以上、本発明の実施の形態及び実施例を具体的に説明してきたが、本発明は、これらの実施の形態及び実施例に限定されるものではなく、これら本発明の実施の形態及び実施例を、本発明の主旨及び範囲を逸脱することなく、変更又は変形することができる。

Although the embodiments and examples of the present invention have been specifically described above, the present invention is not limited to these embodiments and examples, and these embodiments and examples of the present invention are not limited thereto. Can be changed or modified without departing from the spirit and scope of the present invention.

  The present invention can be applied to an electrostatic charge image developing toner for developing an electrostatic charge image formed on the surface of a photoreceptor and a developer using the toner in electrophotography and electrostatic recording. The present invention also relates to an electrostatic image developing toner used for developing an electrostatic latent image such as an electrophotographic method, an electrostatic recording method, and an electrostatic printing method, and more specifically, sufficient low-temperature fixability and wide-range fixing. The present invention can be applied to toner for developing an electrostatic image for the purpose of establishing a temperature region and obtaining a good high-definition image.

Claims (12)

In a toner containing a binder resin and a colorant,
The binder resin includes a resin containing a urea bond and a urethane bond,
Urine total concentration of hydrogen bond and the urethane bond, 0.010 mmol / g (toner) or 0.125 mmol / g (toner) hereinafter der is,
A ketimine compound , a polymer containing an isocyanate group, and the colorant are dissolved or dispersed in an organic solvent, and the resulting solution or dispersion is dispersed in an aqueous medium to contain the ketimine compound and the isocyanate group. A toner obtained by reacting a polymer or removing the organic solvent while reacting, washing and drying the polymer ,
The polymer containing an isocyanate group is a modified polyester obtained by reacting a polyester obtained by reacting a carboxylic acid and an alcohol having no bisphenol skeleton with isophorone diisocyanate, and has a glass transition temperature of 0 ° C to 60 ° C. A toner having a weight average molecular weight of 10,000 to 100,000 at 0 ° C. 2. The toner according to claim 1, wherein the total concentration of the urea bond and the urethane bond is 0.077 mmol / g (toner) or more and 0.125 mmol / g (toner) or less. The toner according to claim 1, wherein the polymer is a modified polyester obtained by reacting a polyester having a neopentyl alcohol group with a compound having an isocyanate group.

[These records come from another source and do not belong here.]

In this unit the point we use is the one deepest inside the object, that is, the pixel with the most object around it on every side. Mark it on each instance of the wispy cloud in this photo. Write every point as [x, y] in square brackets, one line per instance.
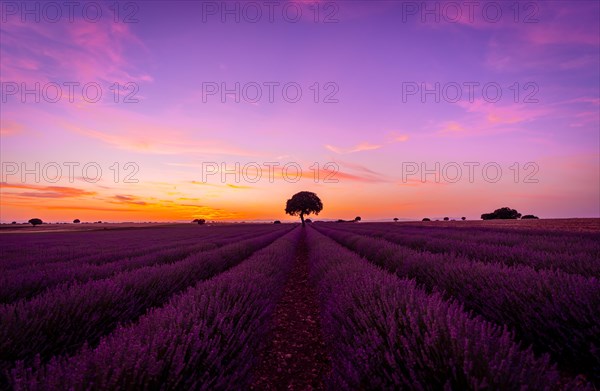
[364, 146]
[37, 191]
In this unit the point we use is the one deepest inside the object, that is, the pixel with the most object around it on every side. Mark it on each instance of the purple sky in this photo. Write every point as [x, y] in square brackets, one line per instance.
[366, 58]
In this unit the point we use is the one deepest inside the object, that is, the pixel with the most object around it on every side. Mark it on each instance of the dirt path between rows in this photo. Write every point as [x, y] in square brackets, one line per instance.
[296, 357]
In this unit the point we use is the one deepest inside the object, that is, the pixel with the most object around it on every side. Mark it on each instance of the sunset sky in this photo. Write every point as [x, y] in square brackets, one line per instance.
[362, 117]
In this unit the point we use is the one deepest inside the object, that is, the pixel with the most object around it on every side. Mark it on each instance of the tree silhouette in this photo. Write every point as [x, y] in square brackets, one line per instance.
[303, 203]
[35, 222]
[502, 213]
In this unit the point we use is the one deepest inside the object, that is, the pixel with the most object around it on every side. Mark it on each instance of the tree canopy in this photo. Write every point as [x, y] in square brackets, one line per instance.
[35, 221]
[302, 204]
[502, 213]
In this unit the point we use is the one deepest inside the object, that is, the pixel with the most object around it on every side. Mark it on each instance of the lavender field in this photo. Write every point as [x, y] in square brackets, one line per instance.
[396, 306]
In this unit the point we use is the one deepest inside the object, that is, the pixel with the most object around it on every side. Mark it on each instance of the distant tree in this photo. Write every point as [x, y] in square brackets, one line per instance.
[35, 222]
[502, 214]
[303, 203]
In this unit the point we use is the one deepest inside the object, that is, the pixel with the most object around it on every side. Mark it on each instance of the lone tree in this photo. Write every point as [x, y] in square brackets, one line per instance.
[502, 213]
[35, 222]
[303, 203]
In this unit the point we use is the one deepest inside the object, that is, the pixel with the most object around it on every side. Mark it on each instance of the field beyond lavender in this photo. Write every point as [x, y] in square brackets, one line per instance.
[435, 305]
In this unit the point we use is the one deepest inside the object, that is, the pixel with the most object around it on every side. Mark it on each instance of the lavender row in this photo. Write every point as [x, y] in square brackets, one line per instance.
[385, 333]
[62, 320]
[204, 339]
[554, 311]
[567, 244]
[40, 248]
[19, 284]
[584, 262]
[97, 247]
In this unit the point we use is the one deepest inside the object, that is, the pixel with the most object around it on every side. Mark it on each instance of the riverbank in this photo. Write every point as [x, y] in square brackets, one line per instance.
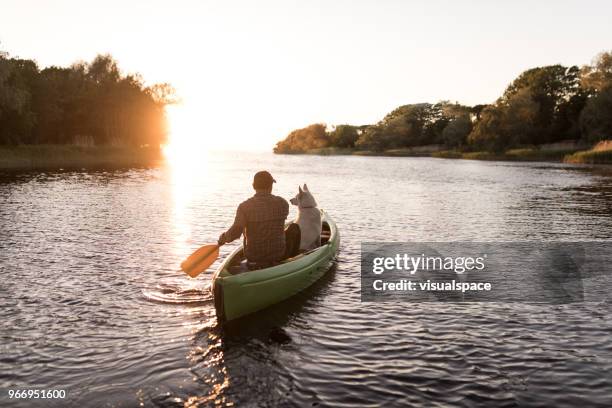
[599, 154]
[24, 157]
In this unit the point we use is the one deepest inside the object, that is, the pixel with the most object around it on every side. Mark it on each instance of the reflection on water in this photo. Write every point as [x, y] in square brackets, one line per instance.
[92, 301]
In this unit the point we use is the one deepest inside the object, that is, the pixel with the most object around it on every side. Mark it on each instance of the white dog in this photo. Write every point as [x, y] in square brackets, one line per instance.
[309, 219]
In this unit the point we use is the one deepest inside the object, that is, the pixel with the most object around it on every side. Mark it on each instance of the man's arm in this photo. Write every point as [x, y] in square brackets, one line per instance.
[236, 229]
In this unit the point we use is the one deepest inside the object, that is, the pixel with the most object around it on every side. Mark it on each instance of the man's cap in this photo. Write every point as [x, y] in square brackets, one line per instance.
[263, 179]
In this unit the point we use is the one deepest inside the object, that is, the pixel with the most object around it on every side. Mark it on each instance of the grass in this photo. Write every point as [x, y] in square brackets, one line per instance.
[601, 153]
[73, 156]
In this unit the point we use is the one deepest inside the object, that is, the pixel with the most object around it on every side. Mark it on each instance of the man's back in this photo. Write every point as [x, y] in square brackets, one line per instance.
[262, 219]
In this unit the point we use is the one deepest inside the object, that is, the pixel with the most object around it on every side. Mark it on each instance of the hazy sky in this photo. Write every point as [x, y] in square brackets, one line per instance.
[251, 71]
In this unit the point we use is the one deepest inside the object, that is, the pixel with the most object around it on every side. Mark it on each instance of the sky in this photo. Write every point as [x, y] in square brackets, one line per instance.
[249, 72]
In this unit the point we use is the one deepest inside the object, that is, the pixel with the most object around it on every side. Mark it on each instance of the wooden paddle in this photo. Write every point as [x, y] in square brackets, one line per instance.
[200, 260]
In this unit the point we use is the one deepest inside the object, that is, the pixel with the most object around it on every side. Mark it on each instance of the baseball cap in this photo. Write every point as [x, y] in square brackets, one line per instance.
[263, 179]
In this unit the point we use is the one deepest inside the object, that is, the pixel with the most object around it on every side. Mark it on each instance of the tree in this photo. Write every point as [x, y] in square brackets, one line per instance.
[455, 133]
[92, 102]
[552, 88]
[596, 118]
[344, 136]
[597, 76]
[301, 140]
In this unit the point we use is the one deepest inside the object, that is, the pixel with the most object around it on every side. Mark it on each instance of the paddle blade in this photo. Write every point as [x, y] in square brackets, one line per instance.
[200, 260]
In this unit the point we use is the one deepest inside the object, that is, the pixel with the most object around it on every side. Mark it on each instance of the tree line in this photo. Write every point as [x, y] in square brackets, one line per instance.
[86, 103]
[542, 105]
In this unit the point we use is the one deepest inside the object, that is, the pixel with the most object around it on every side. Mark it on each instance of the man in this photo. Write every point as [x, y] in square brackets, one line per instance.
[261, 219]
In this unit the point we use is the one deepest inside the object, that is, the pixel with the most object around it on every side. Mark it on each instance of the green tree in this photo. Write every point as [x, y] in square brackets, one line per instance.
[344, 136]
[301, 140]
[597, 76]
[596, 118]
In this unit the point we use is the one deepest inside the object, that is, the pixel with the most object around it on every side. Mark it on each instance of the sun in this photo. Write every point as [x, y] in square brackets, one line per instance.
[184, 139]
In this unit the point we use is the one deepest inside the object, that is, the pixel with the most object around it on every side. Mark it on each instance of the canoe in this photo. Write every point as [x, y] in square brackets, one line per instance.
[238, 292]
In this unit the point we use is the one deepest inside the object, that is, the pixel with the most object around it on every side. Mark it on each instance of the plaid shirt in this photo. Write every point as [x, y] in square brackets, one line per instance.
[262, 220]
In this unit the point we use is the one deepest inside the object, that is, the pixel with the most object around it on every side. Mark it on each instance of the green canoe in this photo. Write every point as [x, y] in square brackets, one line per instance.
[238, 293]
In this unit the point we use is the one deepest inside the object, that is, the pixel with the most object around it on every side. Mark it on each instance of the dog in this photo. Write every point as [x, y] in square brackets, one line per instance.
[309, 219]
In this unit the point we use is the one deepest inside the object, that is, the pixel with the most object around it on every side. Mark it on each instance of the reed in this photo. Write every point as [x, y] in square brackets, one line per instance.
[75, 156]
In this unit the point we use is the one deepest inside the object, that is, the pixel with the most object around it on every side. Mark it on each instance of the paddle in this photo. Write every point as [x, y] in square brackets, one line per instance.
[200, 260]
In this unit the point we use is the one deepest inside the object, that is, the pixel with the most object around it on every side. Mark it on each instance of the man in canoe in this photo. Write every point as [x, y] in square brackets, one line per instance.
[261, 219]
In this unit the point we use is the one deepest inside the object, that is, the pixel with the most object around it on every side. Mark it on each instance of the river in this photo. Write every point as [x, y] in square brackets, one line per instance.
[92, 301]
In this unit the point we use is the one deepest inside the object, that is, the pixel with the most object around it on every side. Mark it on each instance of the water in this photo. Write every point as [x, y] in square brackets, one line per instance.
[92, 302]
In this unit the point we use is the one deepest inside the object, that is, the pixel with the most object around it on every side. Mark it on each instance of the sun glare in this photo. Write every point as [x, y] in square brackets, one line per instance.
[185, 142]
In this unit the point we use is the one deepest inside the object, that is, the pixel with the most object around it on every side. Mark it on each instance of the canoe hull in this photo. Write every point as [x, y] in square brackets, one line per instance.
[248, 292]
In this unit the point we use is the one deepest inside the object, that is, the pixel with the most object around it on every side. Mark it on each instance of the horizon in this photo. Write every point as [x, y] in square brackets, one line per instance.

The toner according to claim 1, wherein the ketimine compound is a compound formed by a reaction of isophoronediamine and a ketone . The toner according to any one of claims 1 to 4, wherein the polymer has a weight average molecular weight of 13,000 or more and 60000 or less. The toner according to claim 1, wherein the polymer has a glass transition temperature of 30 ° C. or higher and 44.2 ° C. or lower.   The toner according to claim 1, wherein the volume average particle diameter is 3 μm or more and 8 μm or less.   The toner according to claim 1, wherein the ratio of the volume average particle diameter to the number average particle diameter is 1.25 or less.   A toner-containing container containing the toner according to claim 1.   An image forming method, wherein an image is formed using the toner according to claim 1.   An image forming apparatus that forms an image using the toner according to claim 1. In a process cartridge for an image forming apparatus in which at least one means selected from the group consisting of a charging means, a developing means, and a cleaning means and an image carrier are integrated and detachable from the main body of the image forming apparatus.
A process cartridge for an image forming apparatus, wherein an image is formed using the toner according to claim 1.